Sri Lanka mass grave dates back to Marxist uprising era
Colombo: A mass grave found in Sri Lanka last year containing the skeletal remains of over 150 people is about 25 years old, amid suspicions that the remains could be that of JVP cadres when the Marxist uprising was at its peak.
According to reports filed in a central Sri Lanka court, the grave dates back between 1986 and 1990, the Matale magistrate Chaturika de Silva said yesterday.
The mass grave was found at a construction site of a hospital in Matale district, 140 kilometres from here, in late November last year.
The two reports have been filed by the Kelaniya University Post Graduate Archaeological Institute's professor Raj Somadeva and Matale District Hospital's Judicial Medical Officer Ajith Jayasena.
However, a police spokesman said that no carbon dating test results -- the methodology to obtain age estimates -- of the victims have been submitted in court.
It was believed that the skeletons from the Matale mass grave were of insurgents from the Marxist party killed during the 1988-89 violence when the current opposition United National Party (UNP) was in power, local media reported.

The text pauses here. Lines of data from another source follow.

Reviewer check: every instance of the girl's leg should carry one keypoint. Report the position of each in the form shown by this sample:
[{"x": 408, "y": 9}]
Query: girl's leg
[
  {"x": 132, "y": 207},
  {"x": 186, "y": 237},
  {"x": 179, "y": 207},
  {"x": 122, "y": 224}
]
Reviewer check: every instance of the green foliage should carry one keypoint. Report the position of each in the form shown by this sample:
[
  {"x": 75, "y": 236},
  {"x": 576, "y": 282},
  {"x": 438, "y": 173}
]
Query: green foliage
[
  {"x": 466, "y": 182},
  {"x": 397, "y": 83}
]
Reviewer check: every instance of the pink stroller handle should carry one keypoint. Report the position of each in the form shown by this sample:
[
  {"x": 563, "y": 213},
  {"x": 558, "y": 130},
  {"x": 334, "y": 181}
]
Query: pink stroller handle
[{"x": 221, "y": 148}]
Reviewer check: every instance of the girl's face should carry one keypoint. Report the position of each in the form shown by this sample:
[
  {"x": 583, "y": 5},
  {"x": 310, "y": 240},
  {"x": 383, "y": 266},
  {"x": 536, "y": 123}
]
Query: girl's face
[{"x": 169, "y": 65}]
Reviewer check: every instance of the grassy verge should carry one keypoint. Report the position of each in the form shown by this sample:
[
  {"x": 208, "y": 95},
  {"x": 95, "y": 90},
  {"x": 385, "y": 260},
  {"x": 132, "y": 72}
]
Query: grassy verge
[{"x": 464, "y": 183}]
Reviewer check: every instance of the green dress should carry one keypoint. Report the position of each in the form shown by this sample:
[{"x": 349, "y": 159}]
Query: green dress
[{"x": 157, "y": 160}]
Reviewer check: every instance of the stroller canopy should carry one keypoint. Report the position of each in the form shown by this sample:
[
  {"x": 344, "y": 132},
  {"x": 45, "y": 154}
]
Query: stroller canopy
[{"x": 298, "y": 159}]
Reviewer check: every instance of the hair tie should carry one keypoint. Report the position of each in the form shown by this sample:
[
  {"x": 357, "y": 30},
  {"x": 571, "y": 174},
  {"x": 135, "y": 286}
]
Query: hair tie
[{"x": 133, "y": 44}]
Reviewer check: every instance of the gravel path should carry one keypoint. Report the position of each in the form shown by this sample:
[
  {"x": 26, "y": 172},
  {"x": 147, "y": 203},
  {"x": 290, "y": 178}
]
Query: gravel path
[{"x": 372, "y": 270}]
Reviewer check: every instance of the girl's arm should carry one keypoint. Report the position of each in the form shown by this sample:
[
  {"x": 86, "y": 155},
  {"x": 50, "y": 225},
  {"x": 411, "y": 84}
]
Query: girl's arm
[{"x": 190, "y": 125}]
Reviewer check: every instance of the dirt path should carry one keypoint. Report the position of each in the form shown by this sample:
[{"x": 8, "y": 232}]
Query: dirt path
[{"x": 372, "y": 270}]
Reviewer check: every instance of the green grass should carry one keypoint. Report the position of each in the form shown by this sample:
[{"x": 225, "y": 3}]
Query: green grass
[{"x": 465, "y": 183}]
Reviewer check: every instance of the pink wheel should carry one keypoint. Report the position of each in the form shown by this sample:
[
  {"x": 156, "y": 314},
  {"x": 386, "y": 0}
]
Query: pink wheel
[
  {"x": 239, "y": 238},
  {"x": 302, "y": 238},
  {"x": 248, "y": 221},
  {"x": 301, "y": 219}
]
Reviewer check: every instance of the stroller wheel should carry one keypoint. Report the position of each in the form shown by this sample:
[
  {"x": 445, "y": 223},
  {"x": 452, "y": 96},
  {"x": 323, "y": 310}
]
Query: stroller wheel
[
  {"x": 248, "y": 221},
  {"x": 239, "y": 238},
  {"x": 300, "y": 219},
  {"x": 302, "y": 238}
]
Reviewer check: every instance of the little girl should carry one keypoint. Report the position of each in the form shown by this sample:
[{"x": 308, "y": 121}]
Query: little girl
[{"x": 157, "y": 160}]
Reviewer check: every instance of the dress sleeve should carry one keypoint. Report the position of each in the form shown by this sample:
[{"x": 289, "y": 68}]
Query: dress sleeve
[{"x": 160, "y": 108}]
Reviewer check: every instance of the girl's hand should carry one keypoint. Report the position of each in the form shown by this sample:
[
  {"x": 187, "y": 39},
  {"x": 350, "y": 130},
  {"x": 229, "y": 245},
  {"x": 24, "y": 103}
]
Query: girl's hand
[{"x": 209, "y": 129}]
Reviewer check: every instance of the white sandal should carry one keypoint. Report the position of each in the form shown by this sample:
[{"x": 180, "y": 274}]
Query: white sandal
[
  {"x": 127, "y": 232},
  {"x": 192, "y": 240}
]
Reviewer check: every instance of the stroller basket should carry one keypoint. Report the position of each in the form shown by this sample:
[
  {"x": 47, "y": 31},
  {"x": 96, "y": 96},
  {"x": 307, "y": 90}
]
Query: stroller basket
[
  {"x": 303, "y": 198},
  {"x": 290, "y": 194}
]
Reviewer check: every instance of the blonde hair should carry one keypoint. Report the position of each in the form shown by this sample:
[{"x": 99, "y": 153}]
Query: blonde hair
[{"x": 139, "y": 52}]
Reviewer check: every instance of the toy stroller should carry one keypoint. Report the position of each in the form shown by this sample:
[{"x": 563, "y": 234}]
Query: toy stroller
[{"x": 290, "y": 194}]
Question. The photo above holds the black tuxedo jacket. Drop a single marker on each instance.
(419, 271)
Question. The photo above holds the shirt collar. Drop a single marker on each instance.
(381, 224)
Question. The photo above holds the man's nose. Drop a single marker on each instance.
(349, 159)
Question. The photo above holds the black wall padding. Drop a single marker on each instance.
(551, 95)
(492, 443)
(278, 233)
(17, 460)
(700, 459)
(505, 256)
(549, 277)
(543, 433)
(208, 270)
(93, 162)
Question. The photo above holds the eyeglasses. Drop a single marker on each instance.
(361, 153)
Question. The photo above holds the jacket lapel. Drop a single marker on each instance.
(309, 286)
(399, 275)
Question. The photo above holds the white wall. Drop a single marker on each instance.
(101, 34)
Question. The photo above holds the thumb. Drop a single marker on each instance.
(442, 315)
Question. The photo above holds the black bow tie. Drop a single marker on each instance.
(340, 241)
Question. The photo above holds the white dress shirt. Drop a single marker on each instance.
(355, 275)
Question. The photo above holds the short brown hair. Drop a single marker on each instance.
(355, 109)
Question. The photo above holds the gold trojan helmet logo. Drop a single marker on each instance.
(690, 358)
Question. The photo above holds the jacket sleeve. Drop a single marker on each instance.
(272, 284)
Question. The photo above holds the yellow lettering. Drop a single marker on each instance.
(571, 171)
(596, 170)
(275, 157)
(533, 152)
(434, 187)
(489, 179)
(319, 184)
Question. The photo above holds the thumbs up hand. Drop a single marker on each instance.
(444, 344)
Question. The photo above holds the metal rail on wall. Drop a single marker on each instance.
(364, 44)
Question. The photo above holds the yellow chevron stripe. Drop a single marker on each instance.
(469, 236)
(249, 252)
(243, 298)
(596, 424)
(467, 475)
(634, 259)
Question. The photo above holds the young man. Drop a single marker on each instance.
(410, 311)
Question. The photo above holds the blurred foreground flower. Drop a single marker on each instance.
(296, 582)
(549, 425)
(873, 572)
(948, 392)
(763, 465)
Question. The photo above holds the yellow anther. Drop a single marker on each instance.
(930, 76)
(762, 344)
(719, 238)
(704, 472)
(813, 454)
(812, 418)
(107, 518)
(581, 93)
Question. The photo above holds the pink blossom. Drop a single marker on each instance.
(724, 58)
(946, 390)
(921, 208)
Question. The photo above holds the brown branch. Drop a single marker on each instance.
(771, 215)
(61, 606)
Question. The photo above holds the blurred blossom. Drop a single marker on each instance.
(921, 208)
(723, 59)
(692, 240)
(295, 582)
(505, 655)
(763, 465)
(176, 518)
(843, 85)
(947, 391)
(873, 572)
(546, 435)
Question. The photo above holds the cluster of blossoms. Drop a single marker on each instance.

The JVP had earlier accused the main opposition UNP rule between 1977-1994 of killing their activists whom they claimed were the victims buried in the mass grave.
The JVP led a bloody rebellion between 1987-1990 against the UNP rule as the Marxist party's opposition to the then president JR Jayawardene's agreement with the then Indian prime minister Rajiv Gandhi under the 1987 Indo-Sri Lanka Peace Accord regarding the demobilisation of the LTTE.
The next hearing has been fixed for May 08.